Scottish Marine and Freshwater Science Vol 6 No 6: Development of a Model for Predicting Large Scale Spatio-Temporal Variability in Juvenile Fish Abundance from Electrofishing Data

Models of juvenile salmonid abundance are required to inform electrofishing based assessment approaches and potentially as an intermediate step in scaling conservation limits from data rich to data poor catchments. This report describes an approach for mo


Model Fitting: A Case Study Using 0+ Atlantic Salmon

To demonstrate the modelling approaches described in this report an analysis of salmon fry abundance was undertaken. All potential covariates (see above) were included during model selection for both capture probability and density with the exception of Organisation, which was only included in the capture probability model because it should not affect fish density; and catchment that was only included in the density model because there were not electrofishing observations in all catchments resulting in over fitting. Given the large number of potential interaction terms only main effects were considered.

Data coverage

Pairwise density plots of the data coverage in relation to covariates are presented in Figure 8. Latitude and Longitude have been included to identify the spatial coverage of available data, although they were not included as covariates during model fitting. The plots highlight where combinations of covariate values are well represented, for example low slopes and short distance to sea. But also where combinations are absent or rare, for example low elevation, high distance to sea. In addition, some combinations of land use variables are not possible because the landuse combinations need to sum to 100%.

Capture probability

The final capture probability model was selected using a step-wise selection procedure based on minimum BIC, where the initial model had a common capture probability across all site visits. Organisation and Year were included as factors. Year was included as factor to allow for inter-annual variability in hydrological conditions and on the assumption that there would be no reason to assume long-term trends in capture probability. HA was included as a spatial effect. All remaining continuous variables were included as both linear effects and as smoothers with 2 degrees of freedom. The final model was:

logit p ~ Organisation + s(DoY) + Year + regional( HA) + DS + Width + s(Gradient)

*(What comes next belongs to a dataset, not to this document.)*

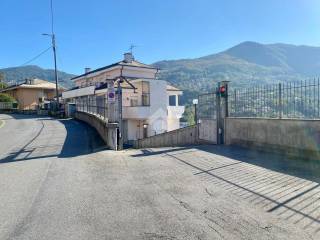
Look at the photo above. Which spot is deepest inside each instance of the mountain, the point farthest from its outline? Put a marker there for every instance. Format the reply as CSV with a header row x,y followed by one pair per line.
x,y
19,74
244,64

The relative importance of explanatory covariates was assessed by dropping terms one at a time from the final model. The importance of terms in the final model was indicated by the magnitude of changes in BIC with more important terms associated with greater changes ( Table 1). Organisation was the most important covariate, followed by DoY, Year, DS, Width and Gradient. The addition of Gradient has a minimal effect on the fit.

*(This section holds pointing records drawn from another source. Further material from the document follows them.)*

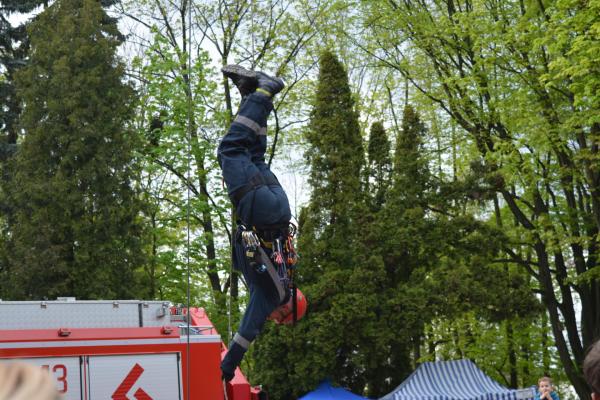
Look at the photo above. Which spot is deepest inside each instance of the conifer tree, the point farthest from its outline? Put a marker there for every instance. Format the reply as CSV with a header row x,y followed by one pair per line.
x,y
291,360
379,164
76,230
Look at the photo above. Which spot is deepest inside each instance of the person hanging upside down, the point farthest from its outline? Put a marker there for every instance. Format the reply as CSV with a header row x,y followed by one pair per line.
x,y
262,246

Covariate Degrees of Freedom Change in BIC
Organisation 23 889.2
s(DoY) 2 438.1
Year 16 207.4
regional( HA) 7 176.2
DS 1 57.3
Width 1 27.7
s(Gradient) 2 0.6

Table 1 The relative importance of explanatory covariates in the capture probability model as indicated by changes in BIC where single terms were removed from the final model. The degrees of freedom shows the reduction in parameters associated with removing the term.

Density plots showing the distribution of available data in relation to combinations of environmental covariates

Figure 8 Density plots showing the distribution of available data in relation to combinations of environmental covariates (white: lots of data, blue: few data, black no data). Latitude (Lat) and Longitude (Lon) are included to provide an indication of spatial coverage although these were not included in model fitting.

Estimates of capture probability by data provider

Figure 9 Estimates of capture probability by data provider (Organisation). Estimates are plotted in relation to the geographic area of responsibility ( e.g., Trust Boundaries) of each organisation, although data coverage may be broader. Note that the Galloway Fisheries Trust covers the Galloway region and the Border Esk to the East. White areas indicate either no multi-pass fishing data or no data provider present in that region. In the case of the River Don, permission to use available data came too late to include in this report. MSS and SEPA estimates are indicated to the side of the map given their wide ranging data coverage. Estimates are conditioned on HA Tay, Year 1996 and median values for all remaining covariates. Missing estimates reflect a lack of data availability at the time of model fitting. Map based on digital spatial data licensed from Centre for Ecology and Hydrology, © NERC.

Estimates of spatial variability in capture probability

Figure 10 Estimates of spatial variability in capture probability ( HA). Estimates are conditioned on Year 1996, Organisation MSS, and median values for all remaining covariates. Map based on digital spatial data licensed from Centre for Ecology and Hydrology, © NERC.

Relationships between capture probability and covariates

Figure 11 Relationships between capture probability and covariates. Plots are conditioned on HA Tay, Organisation MSS, Year 1996, and median values for remaining covariates. Organisation names have been abbreviated. HA values are ordered from South to North. 95% pointwise confidence intervals are shown as shaded blue areas or vertical bars. A 'rug' indicates the distribution of available data on the x-axis (red: few values, yellow: many values).

Map showing proportional differences in density estimated using a constant mean capture probability

Figure 12 Map showing proportional differences in density estimated using a constant mean capture probability (0.53) and modelled capture probabilities. Higher values indicate higher modelled densities relative to constant capture probability. Map based on digital spatial data licensed from Centre for Ecology and Hydrology, © NERC.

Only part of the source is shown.